В отдел прозы пришел новый заведующий – Юрий Иванович Суровцев. И однажды положил мне на стол рукопись: Алесь Адамович. «Война под крышами». Имя этого белорусского писателя ни о чем мне не говорило. Выяснилось, что рукопись лежала где-то в нижнем ящике стола предыдущего заведующего, не проявившего к ней ни малейшего интереса. Суровцеву, напротив, и автор и рукопись были хорошо знакомы, он – Суровцев – специально занимался литературами – тогда – союзных и автономных республик, был прекрасно в них ориентирован, знал всех более или менее заметных писателей-«националов». И одной из первых его акций в должности заведующего было именно извлечение романа Адамовича из рукописных залежей предшественника. «Будем публиковать». Прочитав, я охотно согласилась быть ее редактором.

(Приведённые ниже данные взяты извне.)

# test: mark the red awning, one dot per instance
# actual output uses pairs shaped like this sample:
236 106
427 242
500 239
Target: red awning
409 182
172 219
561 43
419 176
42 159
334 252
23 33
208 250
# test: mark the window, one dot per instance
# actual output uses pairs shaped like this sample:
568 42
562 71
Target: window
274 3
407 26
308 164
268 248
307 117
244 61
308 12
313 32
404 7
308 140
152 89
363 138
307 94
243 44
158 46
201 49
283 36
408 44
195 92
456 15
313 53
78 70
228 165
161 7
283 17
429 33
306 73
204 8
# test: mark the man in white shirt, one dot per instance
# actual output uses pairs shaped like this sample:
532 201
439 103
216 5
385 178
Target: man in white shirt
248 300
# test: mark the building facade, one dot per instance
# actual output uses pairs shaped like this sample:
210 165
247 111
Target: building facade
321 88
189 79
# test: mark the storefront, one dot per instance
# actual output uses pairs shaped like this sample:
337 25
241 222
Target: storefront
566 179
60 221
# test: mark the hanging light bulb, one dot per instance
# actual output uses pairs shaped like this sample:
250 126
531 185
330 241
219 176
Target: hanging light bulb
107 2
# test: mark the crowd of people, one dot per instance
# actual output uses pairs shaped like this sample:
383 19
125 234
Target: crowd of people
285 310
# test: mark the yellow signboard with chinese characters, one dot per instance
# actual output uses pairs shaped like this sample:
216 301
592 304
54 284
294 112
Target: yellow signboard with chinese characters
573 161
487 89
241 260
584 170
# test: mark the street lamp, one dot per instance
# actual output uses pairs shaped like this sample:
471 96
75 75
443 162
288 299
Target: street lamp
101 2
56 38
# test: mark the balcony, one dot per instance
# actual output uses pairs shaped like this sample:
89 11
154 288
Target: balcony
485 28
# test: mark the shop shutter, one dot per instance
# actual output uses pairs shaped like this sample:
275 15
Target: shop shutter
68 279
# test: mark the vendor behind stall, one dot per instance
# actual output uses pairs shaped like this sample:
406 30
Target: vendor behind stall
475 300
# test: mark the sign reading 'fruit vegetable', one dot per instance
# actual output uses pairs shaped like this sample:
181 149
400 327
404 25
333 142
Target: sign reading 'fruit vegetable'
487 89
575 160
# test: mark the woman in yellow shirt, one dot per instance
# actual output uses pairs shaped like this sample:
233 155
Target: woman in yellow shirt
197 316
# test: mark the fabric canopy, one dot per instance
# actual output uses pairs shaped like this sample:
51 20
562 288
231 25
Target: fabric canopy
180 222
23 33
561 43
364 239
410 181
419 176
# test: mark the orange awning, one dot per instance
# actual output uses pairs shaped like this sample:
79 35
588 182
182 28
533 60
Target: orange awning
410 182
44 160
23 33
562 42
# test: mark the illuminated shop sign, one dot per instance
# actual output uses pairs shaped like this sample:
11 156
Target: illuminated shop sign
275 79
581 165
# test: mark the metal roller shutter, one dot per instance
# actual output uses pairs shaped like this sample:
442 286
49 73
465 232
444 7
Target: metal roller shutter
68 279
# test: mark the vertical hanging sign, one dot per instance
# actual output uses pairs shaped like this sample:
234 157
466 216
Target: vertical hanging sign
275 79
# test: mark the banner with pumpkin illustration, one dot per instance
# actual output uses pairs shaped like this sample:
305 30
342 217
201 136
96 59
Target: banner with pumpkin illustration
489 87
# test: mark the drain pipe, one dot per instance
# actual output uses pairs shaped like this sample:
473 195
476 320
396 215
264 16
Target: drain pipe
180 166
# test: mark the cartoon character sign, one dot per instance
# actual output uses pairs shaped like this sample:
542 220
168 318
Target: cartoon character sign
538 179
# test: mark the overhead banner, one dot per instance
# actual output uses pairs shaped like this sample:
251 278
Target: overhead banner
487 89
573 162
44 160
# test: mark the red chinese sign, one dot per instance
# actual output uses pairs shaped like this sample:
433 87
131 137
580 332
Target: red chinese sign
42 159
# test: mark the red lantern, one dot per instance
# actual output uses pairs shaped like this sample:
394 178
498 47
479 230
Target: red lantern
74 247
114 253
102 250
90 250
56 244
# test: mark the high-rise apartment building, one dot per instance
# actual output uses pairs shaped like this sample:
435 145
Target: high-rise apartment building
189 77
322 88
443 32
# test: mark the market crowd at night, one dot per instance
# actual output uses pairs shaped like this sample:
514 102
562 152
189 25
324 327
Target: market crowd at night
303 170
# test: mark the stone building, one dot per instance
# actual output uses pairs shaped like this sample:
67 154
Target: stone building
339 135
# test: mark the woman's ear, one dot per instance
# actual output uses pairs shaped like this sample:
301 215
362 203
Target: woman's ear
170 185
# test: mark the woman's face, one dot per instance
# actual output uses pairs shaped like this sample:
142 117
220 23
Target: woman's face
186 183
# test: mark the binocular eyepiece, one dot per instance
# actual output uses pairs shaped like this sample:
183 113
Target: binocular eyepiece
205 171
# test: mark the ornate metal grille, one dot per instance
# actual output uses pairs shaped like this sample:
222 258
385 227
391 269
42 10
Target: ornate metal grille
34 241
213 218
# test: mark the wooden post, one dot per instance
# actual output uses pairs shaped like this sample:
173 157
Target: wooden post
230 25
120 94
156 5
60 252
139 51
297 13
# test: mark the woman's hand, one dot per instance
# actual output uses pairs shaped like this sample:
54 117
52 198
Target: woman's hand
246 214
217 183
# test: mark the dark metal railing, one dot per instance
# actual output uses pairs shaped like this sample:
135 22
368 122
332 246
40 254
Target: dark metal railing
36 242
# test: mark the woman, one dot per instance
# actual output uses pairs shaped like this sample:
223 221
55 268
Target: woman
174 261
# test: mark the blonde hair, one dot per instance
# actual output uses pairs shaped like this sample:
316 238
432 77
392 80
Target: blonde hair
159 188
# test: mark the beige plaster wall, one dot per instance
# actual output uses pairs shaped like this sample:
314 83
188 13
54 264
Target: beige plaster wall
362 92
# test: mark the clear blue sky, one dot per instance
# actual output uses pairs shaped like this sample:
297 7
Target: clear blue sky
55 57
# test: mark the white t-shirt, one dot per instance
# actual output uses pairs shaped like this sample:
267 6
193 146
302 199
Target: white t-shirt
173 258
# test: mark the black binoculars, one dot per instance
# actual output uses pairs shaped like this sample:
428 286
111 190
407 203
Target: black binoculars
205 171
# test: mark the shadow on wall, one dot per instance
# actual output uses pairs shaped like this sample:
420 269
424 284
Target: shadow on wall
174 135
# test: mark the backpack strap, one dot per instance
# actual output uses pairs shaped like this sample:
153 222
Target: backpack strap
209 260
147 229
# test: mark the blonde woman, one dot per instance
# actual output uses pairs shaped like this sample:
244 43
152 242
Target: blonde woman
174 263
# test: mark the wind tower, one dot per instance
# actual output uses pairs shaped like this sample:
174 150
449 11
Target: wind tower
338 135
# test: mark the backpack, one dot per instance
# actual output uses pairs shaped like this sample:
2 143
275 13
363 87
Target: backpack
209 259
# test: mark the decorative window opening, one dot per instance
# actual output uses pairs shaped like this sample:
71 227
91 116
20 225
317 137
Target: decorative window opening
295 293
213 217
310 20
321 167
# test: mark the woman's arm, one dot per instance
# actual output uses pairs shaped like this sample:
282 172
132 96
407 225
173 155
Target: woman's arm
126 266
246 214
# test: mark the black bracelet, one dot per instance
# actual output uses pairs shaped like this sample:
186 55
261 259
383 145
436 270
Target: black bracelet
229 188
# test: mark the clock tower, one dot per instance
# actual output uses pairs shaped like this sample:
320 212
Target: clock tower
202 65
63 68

Вообще, редактировать приходилось все, что предлагалось печатать, но иногда удавалось и уклоняться. Журнал «ДН» был создан для того, чтобы представлять национальные литературы всесоюзному читателю. Естественно, в разных республиках – разный уровень литературы, да и авторы разные, для успешной работы «автор-редактор» необходимо хотя бы минимальное совпадение, я бы сказала, душ, иначе работа могла получиться либо малоплодотворной, либо даже и конфликтной – из-за взаимного неприятия, взаимного непонимания,

«Война под крышами» в этом плане не вызывала у меня никаких сомнений. Редактировать – по моему разумению – следует, исходя не из редакторских литературных вкусов и пристрастий, а по законам, предложенным автором. Я без колебаний взялась за эту работу, хотя и видела известные несовершенства первого прозаического опыта молодого, тридцати с небольшим лет, автора.

В те молодые свои годы Адамович был уже доктором филологических наук, читал лекции в Белорусском университете, работал в Белорусской академии наук, но вот за прозу взялся впервые.

«Доктор» появился у нас в редакции по вызову для совместной с редактором работы.

Еще моложе на вид, чем по паспорту. Такой цветущий, белозубо-улыбчивый, розовощекий, красивый. С симпатичным белорусским говорком. И сразу всех к себе расположил.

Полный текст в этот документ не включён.